The ring builder process includes these high-level steps:

#. The utility calculates the number of partitions to assign to each
   device based on the weight of the device. For example, for a
   partition at the power of 20, the ring has 1,048,576 partitions. One
   thousand devices of equal weight each want 1,048.576 partitions. The
   devices are sorted by the number of partitions they desire and kept
   in order throughout the initialization process.

   .. note::

      Each device is also assigned a random tiebreaker value that is
      used when two devices desire the same number of partitions. This
      tiebreaker is not stored on disk anywhere, and so two different
      rings created with the same parameters will have different
      partition assignments. For repeatable partition assignments,
      ``RingBuilder.rebalance()`` takes an optional seed value that
      seeds the Python pseudo-random number generator.

#. The ring builder assigns each partition replica to the device that
   requires most partitions at that point while keeping it as far away
   as possible from other replicas. The ring builder prefers to assign a
   replica to a device in a region that does not already have a replica.
   If no such region is available, the ring builder searches for a
   device in a different zone, or on a different server. If it does not
   find one, it looks for a device with no replicas. Finally, if all
   options are exhausted, the ring builder assigns the replica to the
   device that has the fewest replicas already assigned.

   .. note::

      The ring builder assigns multiple replicas to one device only if
      the ring has fewer devices than it has replicas.

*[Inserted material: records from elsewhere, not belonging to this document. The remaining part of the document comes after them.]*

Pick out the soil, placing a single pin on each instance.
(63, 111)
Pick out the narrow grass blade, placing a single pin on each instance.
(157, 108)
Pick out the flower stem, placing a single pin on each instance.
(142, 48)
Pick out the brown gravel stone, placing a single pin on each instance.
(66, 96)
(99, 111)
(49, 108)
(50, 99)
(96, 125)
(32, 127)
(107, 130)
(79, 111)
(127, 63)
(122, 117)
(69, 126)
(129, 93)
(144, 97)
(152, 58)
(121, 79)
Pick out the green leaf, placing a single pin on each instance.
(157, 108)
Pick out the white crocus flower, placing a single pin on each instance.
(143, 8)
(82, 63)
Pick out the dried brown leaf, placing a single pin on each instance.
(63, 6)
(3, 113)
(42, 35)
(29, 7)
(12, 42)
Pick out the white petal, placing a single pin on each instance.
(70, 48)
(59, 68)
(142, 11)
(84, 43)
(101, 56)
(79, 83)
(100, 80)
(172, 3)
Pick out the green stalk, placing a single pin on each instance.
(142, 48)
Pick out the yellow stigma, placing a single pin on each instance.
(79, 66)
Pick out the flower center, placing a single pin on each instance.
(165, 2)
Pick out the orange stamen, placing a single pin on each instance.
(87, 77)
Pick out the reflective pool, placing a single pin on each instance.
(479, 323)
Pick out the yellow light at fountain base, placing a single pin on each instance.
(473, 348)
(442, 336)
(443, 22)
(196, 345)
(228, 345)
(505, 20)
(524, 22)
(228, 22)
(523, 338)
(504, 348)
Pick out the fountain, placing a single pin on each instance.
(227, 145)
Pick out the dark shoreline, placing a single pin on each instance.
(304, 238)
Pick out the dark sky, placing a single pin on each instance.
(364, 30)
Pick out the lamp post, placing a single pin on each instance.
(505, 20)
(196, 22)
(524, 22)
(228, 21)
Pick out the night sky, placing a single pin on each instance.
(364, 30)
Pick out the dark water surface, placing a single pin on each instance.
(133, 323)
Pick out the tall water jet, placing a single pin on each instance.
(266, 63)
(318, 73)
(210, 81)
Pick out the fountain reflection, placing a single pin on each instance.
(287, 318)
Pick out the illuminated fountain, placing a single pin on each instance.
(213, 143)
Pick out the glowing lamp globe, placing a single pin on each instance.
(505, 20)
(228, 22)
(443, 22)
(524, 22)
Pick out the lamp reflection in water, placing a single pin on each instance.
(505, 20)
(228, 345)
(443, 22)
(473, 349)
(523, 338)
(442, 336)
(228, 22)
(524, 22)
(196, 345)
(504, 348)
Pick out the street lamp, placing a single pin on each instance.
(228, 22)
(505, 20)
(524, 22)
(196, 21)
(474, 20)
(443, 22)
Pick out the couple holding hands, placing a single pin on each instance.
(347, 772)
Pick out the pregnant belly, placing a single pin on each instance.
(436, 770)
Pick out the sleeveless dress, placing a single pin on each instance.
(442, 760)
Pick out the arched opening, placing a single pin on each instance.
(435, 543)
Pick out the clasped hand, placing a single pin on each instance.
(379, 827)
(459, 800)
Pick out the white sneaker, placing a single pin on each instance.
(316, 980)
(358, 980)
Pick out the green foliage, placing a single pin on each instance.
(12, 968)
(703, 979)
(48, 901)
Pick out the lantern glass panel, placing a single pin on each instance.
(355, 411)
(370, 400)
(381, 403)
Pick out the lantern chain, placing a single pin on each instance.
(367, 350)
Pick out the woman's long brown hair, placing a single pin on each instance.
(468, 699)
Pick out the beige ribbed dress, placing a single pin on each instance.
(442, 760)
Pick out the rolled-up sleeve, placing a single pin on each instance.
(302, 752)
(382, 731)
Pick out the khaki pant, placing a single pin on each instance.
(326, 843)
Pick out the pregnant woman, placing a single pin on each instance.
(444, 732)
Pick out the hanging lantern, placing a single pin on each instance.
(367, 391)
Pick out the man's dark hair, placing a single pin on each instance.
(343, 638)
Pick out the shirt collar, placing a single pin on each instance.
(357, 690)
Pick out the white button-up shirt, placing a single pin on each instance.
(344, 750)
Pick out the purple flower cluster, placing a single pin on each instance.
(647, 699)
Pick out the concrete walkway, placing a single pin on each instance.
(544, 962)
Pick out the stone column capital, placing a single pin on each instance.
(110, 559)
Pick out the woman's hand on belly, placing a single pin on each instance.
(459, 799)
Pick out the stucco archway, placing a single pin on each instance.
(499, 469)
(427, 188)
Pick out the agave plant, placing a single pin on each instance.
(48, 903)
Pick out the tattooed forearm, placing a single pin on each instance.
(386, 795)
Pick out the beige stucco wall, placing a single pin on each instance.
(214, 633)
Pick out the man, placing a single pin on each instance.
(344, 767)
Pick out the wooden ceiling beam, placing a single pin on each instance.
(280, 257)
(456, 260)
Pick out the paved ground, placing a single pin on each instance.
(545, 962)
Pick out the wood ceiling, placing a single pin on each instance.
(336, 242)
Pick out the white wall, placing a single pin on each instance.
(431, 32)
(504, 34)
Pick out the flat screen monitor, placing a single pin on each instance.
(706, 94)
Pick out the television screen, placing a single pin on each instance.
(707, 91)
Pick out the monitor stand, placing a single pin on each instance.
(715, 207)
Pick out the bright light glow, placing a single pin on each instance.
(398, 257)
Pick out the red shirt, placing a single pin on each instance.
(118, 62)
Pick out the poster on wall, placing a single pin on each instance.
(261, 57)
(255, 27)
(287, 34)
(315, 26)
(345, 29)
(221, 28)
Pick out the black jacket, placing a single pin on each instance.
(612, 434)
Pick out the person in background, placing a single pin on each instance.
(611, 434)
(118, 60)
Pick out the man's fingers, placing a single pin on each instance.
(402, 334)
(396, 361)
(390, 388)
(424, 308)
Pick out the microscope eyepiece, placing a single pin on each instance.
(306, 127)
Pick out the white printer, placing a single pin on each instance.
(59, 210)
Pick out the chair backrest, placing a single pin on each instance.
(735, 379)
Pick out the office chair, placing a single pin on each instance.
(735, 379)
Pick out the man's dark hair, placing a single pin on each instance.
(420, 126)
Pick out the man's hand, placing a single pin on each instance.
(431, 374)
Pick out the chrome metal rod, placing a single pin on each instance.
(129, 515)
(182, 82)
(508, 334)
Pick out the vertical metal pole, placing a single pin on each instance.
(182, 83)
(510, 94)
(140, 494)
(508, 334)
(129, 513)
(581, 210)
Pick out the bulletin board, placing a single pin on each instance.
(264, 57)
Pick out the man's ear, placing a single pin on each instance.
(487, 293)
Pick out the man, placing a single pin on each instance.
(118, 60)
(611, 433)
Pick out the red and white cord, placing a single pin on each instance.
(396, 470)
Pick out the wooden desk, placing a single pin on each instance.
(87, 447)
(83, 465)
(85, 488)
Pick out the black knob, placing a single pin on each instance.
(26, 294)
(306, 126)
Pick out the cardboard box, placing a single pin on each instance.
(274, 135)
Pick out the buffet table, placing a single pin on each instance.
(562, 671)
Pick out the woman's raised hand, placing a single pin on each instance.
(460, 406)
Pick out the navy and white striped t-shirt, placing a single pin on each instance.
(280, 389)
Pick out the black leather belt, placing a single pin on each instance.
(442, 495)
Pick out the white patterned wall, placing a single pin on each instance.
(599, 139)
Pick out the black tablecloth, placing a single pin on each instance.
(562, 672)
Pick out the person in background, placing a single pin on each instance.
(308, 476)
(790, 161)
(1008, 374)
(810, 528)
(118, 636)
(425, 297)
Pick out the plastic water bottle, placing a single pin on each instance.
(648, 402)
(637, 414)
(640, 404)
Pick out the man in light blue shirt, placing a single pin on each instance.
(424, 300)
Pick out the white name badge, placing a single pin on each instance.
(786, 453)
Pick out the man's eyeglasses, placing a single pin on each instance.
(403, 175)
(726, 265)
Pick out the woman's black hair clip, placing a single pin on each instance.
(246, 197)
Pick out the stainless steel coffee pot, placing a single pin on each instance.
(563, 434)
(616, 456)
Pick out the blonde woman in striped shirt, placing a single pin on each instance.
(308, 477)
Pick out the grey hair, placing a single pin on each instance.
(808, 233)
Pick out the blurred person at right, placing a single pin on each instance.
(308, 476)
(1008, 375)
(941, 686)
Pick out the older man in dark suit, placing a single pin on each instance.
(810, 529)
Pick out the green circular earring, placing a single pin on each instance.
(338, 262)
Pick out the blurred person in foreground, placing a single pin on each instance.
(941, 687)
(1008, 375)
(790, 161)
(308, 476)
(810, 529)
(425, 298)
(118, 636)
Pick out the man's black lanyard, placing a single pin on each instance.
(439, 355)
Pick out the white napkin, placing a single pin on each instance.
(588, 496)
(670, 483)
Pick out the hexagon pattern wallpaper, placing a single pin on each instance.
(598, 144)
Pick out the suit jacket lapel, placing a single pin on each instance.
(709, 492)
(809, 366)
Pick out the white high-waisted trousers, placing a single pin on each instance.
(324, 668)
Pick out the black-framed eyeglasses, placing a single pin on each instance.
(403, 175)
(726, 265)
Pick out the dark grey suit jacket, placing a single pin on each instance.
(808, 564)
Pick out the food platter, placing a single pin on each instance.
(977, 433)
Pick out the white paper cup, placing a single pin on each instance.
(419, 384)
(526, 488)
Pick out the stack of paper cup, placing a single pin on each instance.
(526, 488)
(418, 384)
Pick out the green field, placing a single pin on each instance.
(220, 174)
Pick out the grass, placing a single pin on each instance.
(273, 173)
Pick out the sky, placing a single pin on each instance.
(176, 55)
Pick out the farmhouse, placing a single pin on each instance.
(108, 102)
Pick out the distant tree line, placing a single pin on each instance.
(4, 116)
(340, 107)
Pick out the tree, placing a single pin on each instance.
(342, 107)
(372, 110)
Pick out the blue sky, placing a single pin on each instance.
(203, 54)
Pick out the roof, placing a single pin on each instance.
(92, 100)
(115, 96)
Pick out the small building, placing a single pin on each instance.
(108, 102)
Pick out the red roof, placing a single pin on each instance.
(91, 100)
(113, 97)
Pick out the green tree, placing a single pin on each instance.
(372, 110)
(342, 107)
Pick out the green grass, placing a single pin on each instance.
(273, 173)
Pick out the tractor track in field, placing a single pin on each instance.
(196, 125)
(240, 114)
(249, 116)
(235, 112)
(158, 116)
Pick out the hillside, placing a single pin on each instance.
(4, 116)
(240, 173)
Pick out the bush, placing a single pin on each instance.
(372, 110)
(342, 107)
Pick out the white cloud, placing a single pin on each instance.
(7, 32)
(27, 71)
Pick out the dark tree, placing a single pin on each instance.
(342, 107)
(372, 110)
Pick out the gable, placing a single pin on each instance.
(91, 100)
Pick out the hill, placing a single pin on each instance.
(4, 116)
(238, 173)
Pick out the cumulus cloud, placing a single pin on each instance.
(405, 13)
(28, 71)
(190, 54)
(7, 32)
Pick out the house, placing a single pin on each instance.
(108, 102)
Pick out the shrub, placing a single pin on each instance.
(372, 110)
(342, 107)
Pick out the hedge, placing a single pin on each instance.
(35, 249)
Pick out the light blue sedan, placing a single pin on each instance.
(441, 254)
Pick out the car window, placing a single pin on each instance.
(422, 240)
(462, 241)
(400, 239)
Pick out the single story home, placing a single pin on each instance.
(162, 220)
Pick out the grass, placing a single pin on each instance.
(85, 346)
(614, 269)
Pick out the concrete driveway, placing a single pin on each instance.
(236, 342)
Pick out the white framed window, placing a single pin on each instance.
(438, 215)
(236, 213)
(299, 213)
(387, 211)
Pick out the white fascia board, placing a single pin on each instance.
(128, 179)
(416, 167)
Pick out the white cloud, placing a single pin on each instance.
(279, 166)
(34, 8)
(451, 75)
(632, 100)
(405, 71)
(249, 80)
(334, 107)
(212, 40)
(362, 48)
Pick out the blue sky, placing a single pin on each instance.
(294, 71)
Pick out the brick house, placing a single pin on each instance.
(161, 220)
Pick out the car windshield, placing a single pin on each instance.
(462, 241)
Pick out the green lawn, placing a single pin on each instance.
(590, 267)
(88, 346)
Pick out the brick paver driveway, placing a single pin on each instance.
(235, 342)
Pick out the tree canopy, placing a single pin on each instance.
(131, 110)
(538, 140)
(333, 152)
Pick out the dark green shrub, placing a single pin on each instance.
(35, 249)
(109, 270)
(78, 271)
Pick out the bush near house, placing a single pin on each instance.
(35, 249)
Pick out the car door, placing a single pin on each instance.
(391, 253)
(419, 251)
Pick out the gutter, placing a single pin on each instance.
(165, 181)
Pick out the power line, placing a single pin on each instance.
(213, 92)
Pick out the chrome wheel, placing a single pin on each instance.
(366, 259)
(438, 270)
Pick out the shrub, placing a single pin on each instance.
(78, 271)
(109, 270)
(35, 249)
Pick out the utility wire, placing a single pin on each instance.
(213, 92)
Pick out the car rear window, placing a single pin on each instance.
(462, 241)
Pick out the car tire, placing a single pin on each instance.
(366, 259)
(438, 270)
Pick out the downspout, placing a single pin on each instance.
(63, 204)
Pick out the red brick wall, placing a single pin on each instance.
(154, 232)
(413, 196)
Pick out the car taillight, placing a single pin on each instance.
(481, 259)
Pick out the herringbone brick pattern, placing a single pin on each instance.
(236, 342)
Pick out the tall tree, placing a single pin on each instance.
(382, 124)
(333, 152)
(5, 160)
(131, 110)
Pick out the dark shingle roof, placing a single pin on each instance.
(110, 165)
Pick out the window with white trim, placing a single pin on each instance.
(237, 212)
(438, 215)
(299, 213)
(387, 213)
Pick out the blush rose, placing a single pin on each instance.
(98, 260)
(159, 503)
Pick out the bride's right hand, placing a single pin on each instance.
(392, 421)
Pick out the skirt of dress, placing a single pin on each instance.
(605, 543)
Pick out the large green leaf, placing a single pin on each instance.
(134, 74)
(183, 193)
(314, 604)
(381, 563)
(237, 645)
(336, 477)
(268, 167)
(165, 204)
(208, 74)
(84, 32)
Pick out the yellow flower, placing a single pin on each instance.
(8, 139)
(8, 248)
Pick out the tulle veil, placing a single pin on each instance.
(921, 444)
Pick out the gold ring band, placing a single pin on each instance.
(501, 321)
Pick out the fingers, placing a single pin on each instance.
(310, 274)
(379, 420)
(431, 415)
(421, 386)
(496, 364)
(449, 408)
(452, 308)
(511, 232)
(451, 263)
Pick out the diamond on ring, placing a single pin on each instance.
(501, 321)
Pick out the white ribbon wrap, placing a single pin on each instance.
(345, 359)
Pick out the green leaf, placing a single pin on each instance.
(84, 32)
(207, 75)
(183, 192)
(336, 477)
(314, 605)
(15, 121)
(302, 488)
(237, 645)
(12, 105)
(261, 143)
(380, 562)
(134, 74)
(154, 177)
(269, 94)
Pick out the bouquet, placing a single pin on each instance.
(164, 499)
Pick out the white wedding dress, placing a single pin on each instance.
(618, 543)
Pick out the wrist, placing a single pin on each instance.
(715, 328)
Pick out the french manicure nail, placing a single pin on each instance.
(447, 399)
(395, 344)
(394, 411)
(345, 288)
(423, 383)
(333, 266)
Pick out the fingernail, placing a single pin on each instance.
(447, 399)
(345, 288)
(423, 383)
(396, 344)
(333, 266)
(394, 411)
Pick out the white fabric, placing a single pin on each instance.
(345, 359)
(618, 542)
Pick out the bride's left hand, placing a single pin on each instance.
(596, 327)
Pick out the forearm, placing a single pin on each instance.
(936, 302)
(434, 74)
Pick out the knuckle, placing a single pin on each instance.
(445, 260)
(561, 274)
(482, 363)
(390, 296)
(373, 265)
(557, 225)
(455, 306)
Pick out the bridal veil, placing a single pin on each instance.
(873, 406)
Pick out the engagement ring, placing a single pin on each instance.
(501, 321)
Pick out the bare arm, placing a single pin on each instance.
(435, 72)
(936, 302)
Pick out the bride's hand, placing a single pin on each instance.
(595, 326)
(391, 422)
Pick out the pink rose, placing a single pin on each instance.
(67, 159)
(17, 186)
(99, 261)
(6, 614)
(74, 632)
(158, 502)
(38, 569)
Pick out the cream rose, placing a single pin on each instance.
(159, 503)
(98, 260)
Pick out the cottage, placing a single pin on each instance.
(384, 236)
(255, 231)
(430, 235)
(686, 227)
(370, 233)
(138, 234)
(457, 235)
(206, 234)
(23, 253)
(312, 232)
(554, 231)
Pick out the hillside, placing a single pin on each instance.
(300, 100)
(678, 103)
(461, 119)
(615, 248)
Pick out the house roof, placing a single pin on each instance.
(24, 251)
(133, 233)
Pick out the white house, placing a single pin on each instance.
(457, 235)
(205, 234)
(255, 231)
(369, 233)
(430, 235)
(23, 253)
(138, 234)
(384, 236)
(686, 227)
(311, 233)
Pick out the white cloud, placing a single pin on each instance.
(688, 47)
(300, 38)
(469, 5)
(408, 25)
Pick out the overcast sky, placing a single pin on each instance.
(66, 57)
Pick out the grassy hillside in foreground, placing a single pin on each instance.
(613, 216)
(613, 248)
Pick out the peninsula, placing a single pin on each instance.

#. When building a new ring from an old ring, the ring builder
   recalculates the desired number of partitions that each device wants.

#. The ring builder unassigns partitions and gathers these partitions
   for reassignment, as follows:

   - The ring builder unassigns any assigned partitions from any
     removed devices and adds these partitions to the gathered list.
   - The ring builder unassigns any partition replicas that can be
     spread out for better durability and adds these partitions to the
     gathered list.
   - The ring builder unassigns random partitions from any devices that
     have more partitions than they need and adds these partitions to
     the gathered list.

#. The ring builder reassigns the gathered partitions to devices by
   using a similar method to the one described previously.

#. When the ring builder reassigns a replica to a partition, the ring
   builder records the time of the reassignment. The ring builder uses
   this value when it gathers partitions for reassignment so that no
   partition is moved twice in a configurable amount of time. The
   RingBuilder class knows this configurable amount of time as
   ``min_part_hours``. The ring builder ignores this restriction for
   replicas of partitions on removed devices because removal of a device
   happens on device failure only, and reassignment is the only choice.

These steps do not always perfectly rebalance a ring due to the random
nature of gathering partitions for reassignment. To help reach a more
balanced ring, the rebalance process is repeated until near perfect
(less than 1 percent off) or when the balance does not improve by at
least 1 percent (indicating we probably cannot get perfect balance due
to wildly imbalanced zones or too many partitions recently moved).